Serbia placed its armed forces on “the highest level” of alert, Defense Minister Milos Vucevic said late Monday, after a shooting incident in northern Kosovo.
Serbia and Kosovo have been at loggerheads once again after Kosovo moved to ban Serbian license plates last month. Pristina ultimately backed down, but the decision led to protests in the north of Kosovo, which has an ethnic Serb majority.
The defense minister said that President Aleksandar Vucic “ordered the Serbian army to be on the highest level of combat readiness, that is to the level of the use of armed force.”
This included boosting the number of special armed forces personnel from 1,500 to 5,000.
The Serbian army has been put on heightened alert multiple times in recent years, including in November when drones allegedly entered Serbian airspace from Kosovo.
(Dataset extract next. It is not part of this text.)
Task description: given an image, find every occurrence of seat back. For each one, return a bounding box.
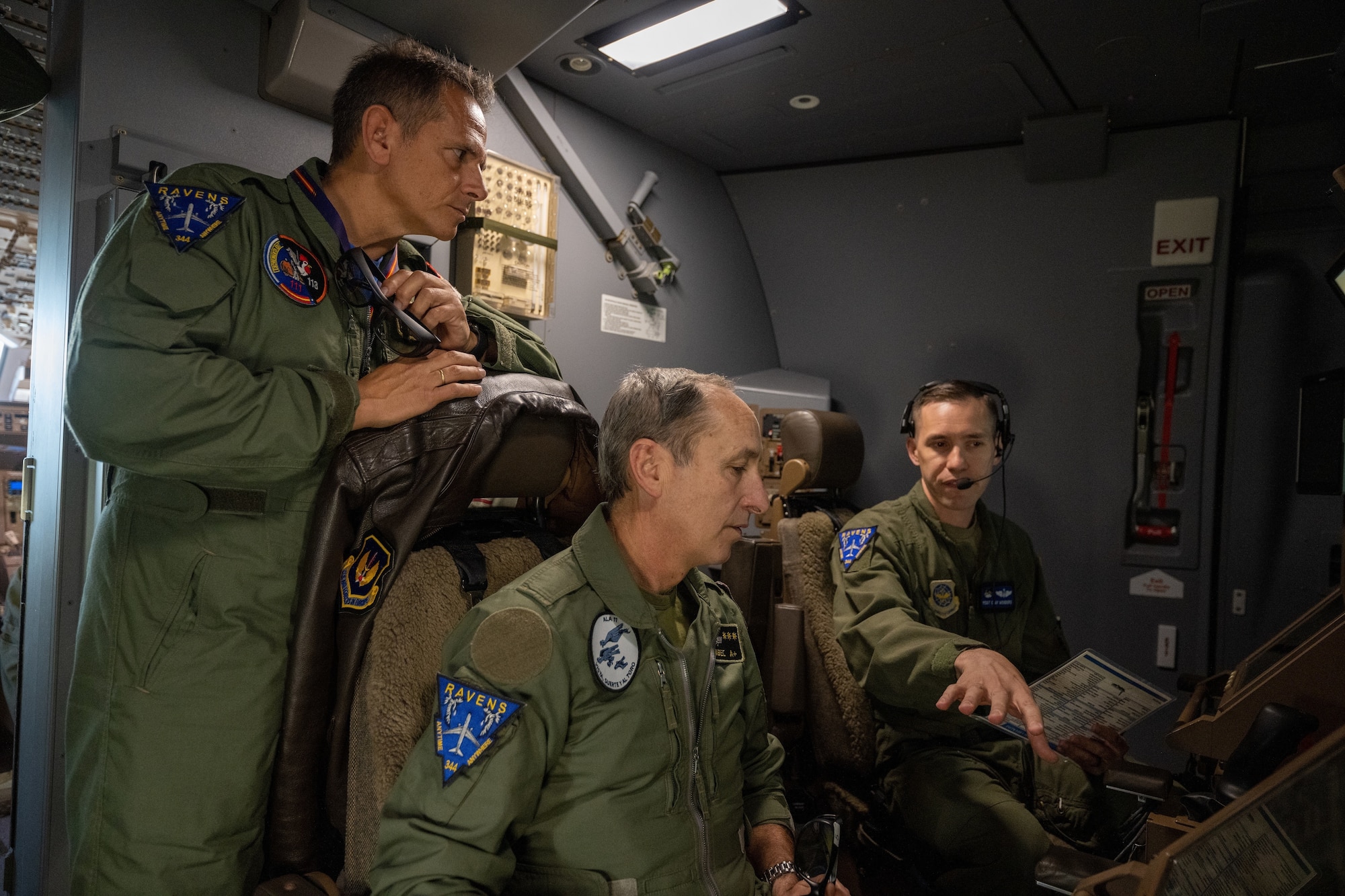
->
[780,512,876,779]
[340,532,555,893]
[266,374,597,877]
Police under military command
Also on Friday, Serbia’s Interior Minister Bratislav Gasic said he “ordered the full combat readiness” of police and other security units and that they be placed under the command of the army chief of staff.
He said he acted on the president’s order that “all measures be taken to protect the Serbian people in Kosovo.”
Serbs account for around 120,000 people in Kosovo, which has a total population of 1.8 million people.
Predominately-Albanian Kosovo declared independence from Serbia in 2008, but Belgrade does not recognize this.
Kosovo’s security council met on Monday and blamed Serbia for the latest breakdown in relations.
It accused Belgrade of “acting with all available means against the constitutional order of the Republic of Kosovo.”